I am 46 years old. I am in perimenopause. I take estrogen. My hair is thinning, so I ingest oral minoxidil nightly. I’m gaining weight, so I’m considering Wegovy. I use retinol religiously. I own two red-light-therapy masks—one for me, one for my husband. I touch my face constantly in the mornings, lightly pulling at the skin, wondering what a mini facelift might cost. I skipped my annual filler appointment this year out of fear of looking fake and overdone. And now, as I stare in the mirror, I wonder if that was a mistake.


Recently, my sister bought a ticket to Asia for an eye lift without me. “I couldn’t wait for you,” she texted. I felt left out but also relieved. (I wasn’t ready.) My niece, at my daughter’s graduation, told me my other sister had some “light work” done. “They look great,” she added gleefully. Everyone’s doing something, I suppose. Everyone’s trying not to disappear in old age, even as we hide away (or filter) ourselves from our screens.

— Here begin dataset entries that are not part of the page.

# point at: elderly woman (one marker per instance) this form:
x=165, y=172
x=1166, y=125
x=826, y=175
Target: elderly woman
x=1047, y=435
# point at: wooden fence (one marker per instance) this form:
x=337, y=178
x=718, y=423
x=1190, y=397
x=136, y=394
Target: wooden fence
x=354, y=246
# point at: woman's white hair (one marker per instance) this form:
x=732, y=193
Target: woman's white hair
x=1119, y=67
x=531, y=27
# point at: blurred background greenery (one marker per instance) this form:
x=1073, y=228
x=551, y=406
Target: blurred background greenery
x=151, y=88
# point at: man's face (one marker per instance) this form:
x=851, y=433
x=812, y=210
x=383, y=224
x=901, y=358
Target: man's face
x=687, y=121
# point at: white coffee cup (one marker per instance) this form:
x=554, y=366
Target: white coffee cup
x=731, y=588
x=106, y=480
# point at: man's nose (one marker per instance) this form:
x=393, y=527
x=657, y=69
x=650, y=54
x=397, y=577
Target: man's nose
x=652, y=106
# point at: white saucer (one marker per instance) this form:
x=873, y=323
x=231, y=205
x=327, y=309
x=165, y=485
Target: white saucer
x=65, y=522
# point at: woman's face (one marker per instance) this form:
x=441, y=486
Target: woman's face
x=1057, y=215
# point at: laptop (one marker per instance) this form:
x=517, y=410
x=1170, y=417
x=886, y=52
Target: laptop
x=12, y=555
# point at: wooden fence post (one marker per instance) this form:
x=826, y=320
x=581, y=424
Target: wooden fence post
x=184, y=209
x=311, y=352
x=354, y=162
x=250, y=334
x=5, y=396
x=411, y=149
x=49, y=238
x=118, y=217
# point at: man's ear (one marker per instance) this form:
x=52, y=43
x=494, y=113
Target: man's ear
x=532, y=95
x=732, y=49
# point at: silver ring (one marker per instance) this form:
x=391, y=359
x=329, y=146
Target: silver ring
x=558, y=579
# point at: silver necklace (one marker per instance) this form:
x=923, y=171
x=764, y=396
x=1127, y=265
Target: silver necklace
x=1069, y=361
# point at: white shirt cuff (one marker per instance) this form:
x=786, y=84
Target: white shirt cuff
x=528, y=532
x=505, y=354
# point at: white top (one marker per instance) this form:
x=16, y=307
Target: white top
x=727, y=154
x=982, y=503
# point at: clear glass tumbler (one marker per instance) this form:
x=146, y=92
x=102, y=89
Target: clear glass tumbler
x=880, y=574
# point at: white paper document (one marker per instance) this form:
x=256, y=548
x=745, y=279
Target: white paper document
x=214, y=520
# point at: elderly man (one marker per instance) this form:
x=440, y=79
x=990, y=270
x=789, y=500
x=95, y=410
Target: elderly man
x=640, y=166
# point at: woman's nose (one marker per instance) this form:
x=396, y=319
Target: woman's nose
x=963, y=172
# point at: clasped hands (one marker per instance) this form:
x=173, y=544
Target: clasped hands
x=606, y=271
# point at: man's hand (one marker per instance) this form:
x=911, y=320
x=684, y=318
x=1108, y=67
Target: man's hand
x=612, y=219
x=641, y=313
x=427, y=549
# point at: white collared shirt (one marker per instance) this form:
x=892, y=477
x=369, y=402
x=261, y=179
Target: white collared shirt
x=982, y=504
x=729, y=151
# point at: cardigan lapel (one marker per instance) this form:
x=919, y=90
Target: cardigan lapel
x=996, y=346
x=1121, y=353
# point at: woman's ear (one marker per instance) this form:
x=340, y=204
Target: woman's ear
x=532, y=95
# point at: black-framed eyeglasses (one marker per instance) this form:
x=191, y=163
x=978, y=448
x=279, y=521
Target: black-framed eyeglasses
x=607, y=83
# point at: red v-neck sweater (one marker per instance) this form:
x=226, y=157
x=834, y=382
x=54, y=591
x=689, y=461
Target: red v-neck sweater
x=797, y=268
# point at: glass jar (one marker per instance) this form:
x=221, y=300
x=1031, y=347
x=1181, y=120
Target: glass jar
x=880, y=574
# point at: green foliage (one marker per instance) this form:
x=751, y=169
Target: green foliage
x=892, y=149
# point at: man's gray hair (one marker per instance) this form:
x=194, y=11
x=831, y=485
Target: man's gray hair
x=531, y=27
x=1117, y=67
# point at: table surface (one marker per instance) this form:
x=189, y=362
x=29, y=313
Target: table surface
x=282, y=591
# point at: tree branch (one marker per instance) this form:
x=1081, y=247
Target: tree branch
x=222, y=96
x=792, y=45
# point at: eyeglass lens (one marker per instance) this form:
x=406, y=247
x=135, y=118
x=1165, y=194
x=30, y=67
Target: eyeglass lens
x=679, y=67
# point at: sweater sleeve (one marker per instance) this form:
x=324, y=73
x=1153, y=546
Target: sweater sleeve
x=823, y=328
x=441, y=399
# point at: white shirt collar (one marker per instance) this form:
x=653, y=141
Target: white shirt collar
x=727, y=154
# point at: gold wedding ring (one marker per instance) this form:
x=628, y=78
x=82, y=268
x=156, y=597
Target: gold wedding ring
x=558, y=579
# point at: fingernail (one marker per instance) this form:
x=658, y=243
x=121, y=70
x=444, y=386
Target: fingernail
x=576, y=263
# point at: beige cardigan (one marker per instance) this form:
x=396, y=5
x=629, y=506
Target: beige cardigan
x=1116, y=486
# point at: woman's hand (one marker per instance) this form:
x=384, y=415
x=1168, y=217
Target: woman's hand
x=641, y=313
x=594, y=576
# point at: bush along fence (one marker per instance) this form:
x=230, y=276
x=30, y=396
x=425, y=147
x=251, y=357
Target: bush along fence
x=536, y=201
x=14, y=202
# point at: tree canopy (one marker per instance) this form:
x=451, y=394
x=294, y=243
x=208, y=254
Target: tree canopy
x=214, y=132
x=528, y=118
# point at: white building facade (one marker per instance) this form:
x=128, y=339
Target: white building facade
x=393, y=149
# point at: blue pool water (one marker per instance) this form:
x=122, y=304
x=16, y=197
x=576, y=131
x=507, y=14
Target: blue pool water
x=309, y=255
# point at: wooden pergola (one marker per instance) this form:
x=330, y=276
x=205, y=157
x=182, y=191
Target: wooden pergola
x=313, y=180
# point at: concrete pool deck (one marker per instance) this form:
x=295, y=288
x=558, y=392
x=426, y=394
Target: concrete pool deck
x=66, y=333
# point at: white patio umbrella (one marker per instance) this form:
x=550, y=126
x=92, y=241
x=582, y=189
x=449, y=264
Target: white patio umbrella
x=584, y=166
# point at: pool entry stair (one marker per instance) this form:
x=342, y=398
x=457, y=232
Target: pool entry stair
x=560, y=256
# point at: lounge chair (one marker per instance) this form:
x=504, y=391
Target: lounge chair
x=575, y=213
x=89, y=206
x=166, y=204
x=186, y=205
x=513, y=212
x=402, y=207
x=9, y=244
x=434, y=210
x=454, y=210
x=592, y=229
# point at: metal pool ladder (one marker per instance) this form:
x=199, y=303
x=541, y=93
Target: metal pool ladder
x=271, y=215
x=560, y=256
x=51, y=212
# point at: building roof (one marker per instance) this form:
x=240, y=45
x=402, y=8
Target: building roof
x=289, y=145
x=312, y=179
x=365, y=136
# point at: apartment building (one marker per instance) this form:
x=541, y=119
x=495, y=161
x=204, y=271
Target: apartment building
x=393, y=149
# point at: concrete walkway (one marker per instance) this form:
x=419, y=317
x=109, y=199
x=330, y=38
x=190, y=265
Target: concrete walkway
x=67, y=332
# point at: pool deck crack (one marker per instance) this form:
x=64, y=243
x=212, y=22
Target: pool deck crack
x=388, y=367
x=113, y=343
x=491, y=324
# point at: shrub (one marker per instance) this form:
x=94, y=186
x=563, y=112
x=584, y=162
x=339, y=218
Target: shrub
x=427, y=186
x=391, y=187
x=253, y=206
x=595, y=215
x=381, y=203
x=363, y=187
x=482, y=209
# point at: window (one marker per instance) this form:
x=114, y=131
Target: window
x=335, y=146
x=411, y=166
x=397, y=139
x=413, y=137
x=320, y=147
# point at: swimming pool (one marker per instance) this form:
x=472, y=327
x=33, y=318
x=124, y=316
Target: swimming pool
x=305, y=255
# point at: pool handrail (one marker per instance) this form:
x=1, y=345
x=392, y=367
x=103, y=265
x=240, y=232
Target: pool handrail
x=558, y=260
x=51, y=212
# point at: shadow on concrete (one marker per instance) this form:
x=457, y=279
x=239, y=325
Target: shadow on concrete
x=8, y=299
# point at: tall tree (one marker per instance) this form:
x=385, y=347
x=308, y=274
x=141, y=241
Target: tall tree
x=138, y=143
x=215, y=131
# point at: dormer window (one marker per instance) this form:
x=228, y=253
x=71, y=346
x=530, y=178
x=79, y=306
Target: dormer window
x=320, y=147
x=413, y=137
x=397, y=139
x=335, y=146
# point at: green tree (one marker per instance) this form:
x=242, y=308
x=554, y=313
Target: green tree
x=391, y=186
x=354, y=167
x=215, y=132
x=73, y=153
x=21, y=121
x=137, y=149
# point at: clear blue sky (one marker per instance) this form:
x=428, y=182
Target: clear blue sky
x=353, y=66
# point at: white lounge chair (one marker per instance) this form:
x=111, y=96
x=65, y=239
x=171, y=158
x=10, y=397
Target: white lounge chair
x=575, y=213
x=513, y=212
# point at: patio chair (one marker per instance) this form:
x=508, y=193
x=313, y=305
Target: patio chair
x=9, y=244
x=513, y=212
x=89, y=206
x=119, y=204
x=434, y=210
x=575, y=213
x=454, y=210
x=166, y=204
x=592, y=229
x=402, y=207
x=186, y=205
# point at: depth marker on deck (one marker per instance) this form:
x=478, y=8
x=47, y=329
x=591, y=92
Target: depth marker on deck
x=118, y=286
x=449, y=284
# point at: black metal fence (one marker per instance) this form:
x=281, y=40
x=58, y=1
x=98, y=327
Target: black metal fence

There is no wisdom here, only the brutal fact of time. I toggle between two aging archetypes. On one hand, there’s Cameron Diaz, aging “gracefully” (or perhaps selectively). On the other, there’s Demi Moore, who is doing everything it takes and then some. Just last month, the internet applauded Lindsay Lohan for appearing “fresh.” Last week, Kris Jenner debuted a new face and looked, frankly, 20 years younger.

So I ask myself: Can I forgive Carrie, Charlotte, and Miranda for getting older? And can I forgive myself? Or maybe more importantly, can I separate what I once loved about the show from what I now project onto it?

I realize, as I binge these newer episodes, that I am no longer watching for the drama. I am watching to see how they’ve aged. What’s shifted in their bodies, their faces, their confidence. This is not schadenfreude. I don’t take pleasure in this. It’s solidarity. It’s curiosity. It’s my own fear. There’s something tender, even brave, in how the show continues to portray them. Carrie gets hip surgery. Miranda faces alcoholism and a sexual identity crisis. Charlotte has to come to terms with her daughter’s gender identity. It’s messy and sometimes silly and sometimes very, very cringe. But at least it’s trying.


Meanwhile, I am here. No longer young or “in it.” I don’t go to parties. I don’t do bar crawls or go to gallery openings or wear heels to dinner. I barely wear mascara. My children are grown. My body is changing, and I know that I am not who I once was.

Yet, every so often, I flip through old photos from that era. A Polaroid with a celebrity outside Bungalow 8. A table full of drinks and cigarettes at Beatrice Inn. A SoHo brunch at La Esquina in low-rise jeans. And I remember what it felt like to be 24, invincible, and under the illusion that life would always be like that.

The third season of And Just Like That… is out now, and I’m racing through the old episodes so I can be caught up. I don’t know why I rush. I have time now. Endless time, it sometimes seems. No one is waiting for me at an underground party. There are no velvet ropes. No bouncers I need to charm with the owner’s name. No 3 a.m. taxis I need to beg to take me to Brooklyn. Just me. Sans sex. Sans city.